結晶構造解析における space group 選定の裏技

「解けねー」って話があったので、この場でコメント。
もちろんまじめに International Table A で出現則を読むんだけど、悩んだときは、選択肢の中から出現頻度の高い space group から解くと早い。
Acta Cryst. A にちょっと古いが Cambridge の統計がある。
AC., A46, 725-730 (1990).
代表的な5つの space group で81%が解けるとある。
上位10位(これは解析するなら覚えた方がよい。いや、覚えろ)。
P21/c, P-1, P212121, C2/c, P21, Pbca, Pna21, Pnma, P1, Cc
もちろんP21/cは #14 の3つすべて。
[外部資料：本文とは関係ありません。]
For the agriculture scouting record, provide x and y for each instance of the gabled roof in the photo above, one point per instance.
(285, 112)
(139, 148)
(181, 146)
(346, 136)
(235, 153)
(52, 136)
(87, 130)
つまりP21/cP21/n, P21/a の3つ。
そうちょくちょくと珍しいのは出てこないもんだ。
それと、Richard E. Marsh は人のデータのあら探しをまだしているので、Cc は気を付けた方がよい。
CcPc なんて、200個に一個ぐらいの頻度だぞ。


そう考えると、SiO2 がいかにレアな space group かがわかる。
まあ、あれは無機ポリマーなんで、ちょっと系が違うんだけどさ。
手稲石なんかがごく当たり前の対称性しか取ってないのに対して。


しかし、群の表記はつらい。タグがね・・・。